リンは自傷気味に笑った。今夜で別れを告げる、綺麗な男と綺麗なあの家に、平和をもたらすことが出来るのは、今は私だけ。元凶が己であるのにおかしな話だとは思うが、それでもそう思えば少し救われる気がしたのだ。
最後に訪れた屋敷を後にして、家へ帰る約束の木の下へと足を進ませる。
さあ、これで準備は整った。あとは、最後までいつも通りに振舞うだけ。
明日。目が覚めたら。
「ココさんは、きっと」
幸せな元通りの生活が待ってる。キッスと二人で、また美食屋の仕事を始めたらいい。
名残惜しげに話してくれた、彼の人生のフルコース。そのまだ埋まらぬメニューを探し、冒険を重ね、そして、見つければいい。出会えばいい。

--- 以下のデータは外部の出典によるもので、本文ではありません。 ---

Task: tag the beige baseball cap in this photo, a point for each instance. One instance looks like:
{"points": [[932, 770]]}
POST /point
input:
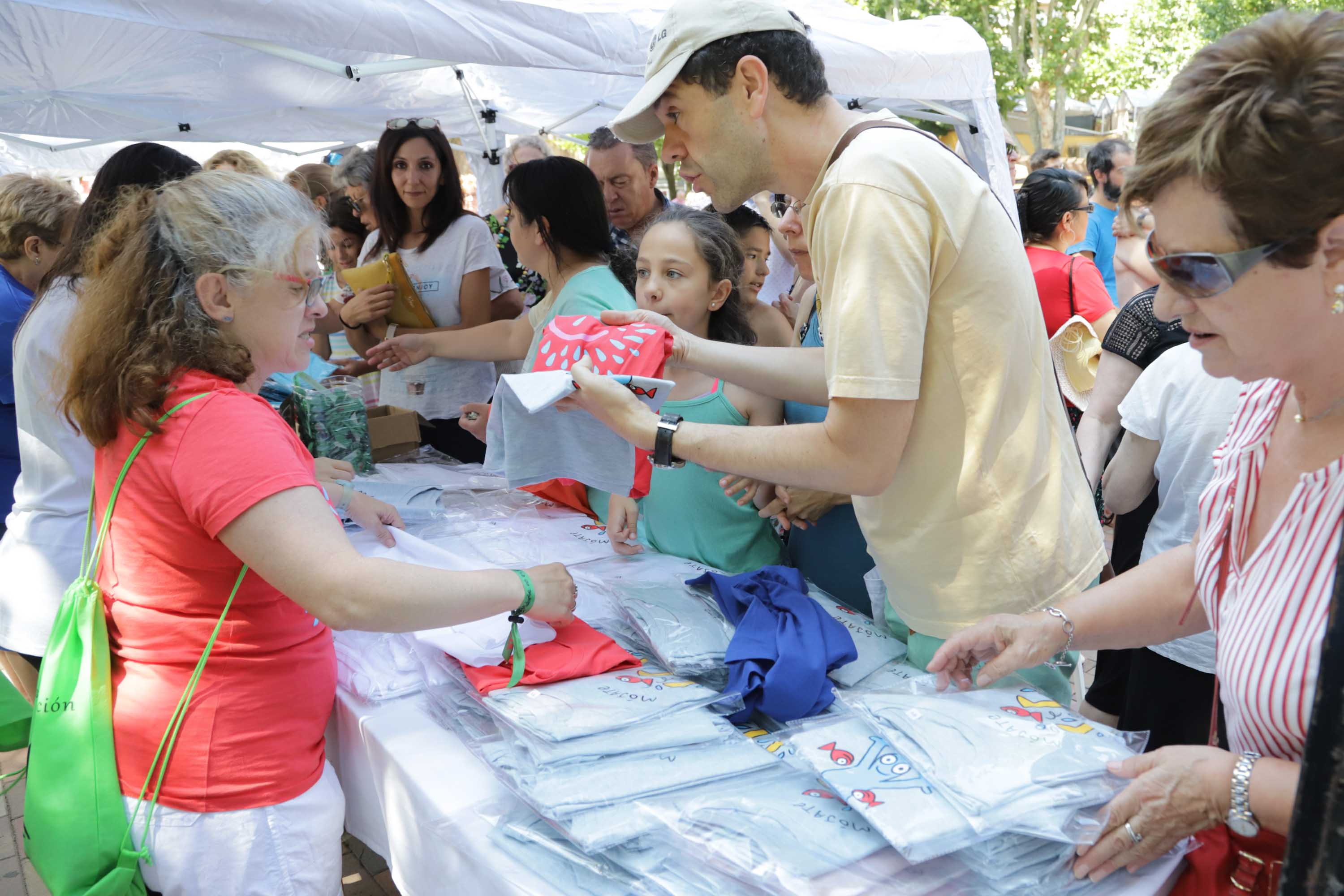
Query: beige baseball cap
{"points": [[685, 29]]}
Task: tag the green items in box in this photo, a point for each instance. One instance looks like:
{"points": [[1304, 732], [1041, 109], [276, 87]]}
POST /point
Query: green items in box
{"points": [[332, 421]]}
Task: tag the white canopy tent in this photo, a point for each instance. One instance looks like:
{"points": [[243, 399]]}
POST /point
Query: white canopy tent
{"points": [[80, 78]]}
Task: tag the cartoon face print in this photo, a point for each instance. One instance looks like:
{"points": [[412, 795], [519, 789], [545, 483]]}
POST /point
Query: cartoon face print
{"points": [[879, 769], [1046, 711]]}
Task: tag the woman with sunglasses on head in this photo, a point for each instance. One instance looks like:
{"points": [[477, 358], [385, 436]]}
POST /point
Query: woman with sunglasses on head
{"points": [[451, 258], [1253, 268], [193, 295], [1053, 210]]}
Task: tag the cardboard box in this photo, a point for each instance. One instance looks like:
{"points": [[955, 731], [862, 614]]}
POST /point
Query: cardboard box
{"points": [[392, 432]]}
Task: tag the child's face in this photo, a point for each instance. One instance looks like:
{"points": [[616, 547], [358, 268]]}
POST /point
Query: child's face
{"points": [[672, 279], [756, 246]]}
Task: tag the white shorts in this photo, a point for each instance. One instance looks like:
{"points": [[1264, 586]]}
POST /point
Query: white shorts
{"points": [[291, 849]]}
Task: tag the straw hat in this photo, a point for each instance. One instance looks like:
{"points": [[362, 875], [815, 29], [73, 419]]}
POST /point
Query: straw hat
{"points": [[1076, 351]]}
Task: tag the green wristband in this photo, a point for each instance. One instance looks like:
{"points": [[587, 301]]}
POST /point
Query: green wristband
{"points": [[529, 593]]}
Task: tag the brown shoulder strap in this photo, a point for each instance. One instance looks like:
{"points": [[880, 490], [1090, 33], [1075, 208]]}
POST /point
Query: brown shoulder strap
{"points": [[865, 125]]}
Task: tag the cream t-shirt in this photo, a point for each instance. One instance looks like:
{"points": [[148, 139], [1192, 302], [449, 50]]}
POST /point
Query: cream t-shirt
{"points": [[926, 295]]}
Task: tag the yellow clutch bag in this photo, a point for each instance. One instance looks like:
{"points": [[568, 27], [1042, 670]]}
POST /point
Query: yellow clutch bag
{"points": [[408, 310]]}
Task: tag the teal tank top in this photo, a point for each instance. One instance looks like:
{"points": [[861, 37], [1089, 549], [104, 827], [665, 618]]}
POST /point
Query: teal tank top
{"points": [[687, 513]]}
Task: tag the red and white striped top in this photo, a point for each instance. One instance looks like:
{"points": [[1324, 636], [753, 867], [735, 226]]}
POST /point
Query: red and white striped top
{"points": [[1272, 614]]}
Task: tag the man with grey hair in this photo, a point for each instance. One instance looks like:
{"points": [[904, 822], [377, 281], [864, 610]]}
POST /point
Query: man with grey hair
{"points": [[628, 175], [354, 175]]}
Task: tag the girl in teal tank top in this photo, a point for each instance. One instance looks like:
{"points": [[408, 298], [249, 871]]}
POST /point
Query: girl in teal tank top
{"points": [[689, 268]]}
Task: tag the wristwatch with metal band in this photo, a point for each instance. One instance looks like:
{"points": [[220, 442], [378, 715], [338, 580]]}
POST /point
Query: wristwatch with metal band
{"points": [[663, 457], [1240, 817]]}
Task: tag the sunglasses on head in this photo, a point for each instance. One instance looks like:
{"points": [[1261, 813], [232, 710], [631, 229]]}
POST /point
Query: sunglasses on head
{"points": [[780, 205], [425, 124], [1206, 275]]}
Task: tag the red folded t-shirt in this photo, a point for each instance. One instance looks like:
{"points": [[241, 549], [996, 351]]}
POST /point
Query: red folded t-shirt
{"points": [[578, 650]]}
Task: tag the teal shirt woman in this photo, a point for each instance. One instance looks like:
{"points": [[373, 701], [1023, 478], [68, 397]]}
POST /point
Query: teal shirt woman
{"points": [[689, 267]]}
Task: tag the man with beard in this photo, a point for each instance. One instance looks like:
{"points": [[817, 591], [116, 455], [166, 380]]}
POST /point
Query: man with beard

「…ちゃんと正常な味覚を持った、料理人を、コンビに…パートナーに」
声が震えた。じわりと視界が滲んで、唇が痙攣する。
泣いてはいけない、普段どおり振舞わなければ気付かれてしまう。気を張って涙を押さえ込んで上を向く。
空は悲しいくらい晴れ渡り、透き通った風が流れていた。大丈夫、笑える。いつも通り、振舞える。
「(…大丈夫。ちゃんと、さよならできる)」
再度見上げた空に黒い影が見え、次第に羽音が周囲に響き渡る。
美しい漆黒の羽、毅然とした誇り高いその姿。見た目に恥じない知性ある仕草に、優しい瞳に。
「迎えに来てくれてありがとう、キッス。…さあ、お願いね」
高らかに声をあげ、空へ羽ばたく。
空の番長と呼ばれたエンペラークロウ・キッス。最後のフライトをひっそりとかみ締め、リンは空へと羽ばたいていった。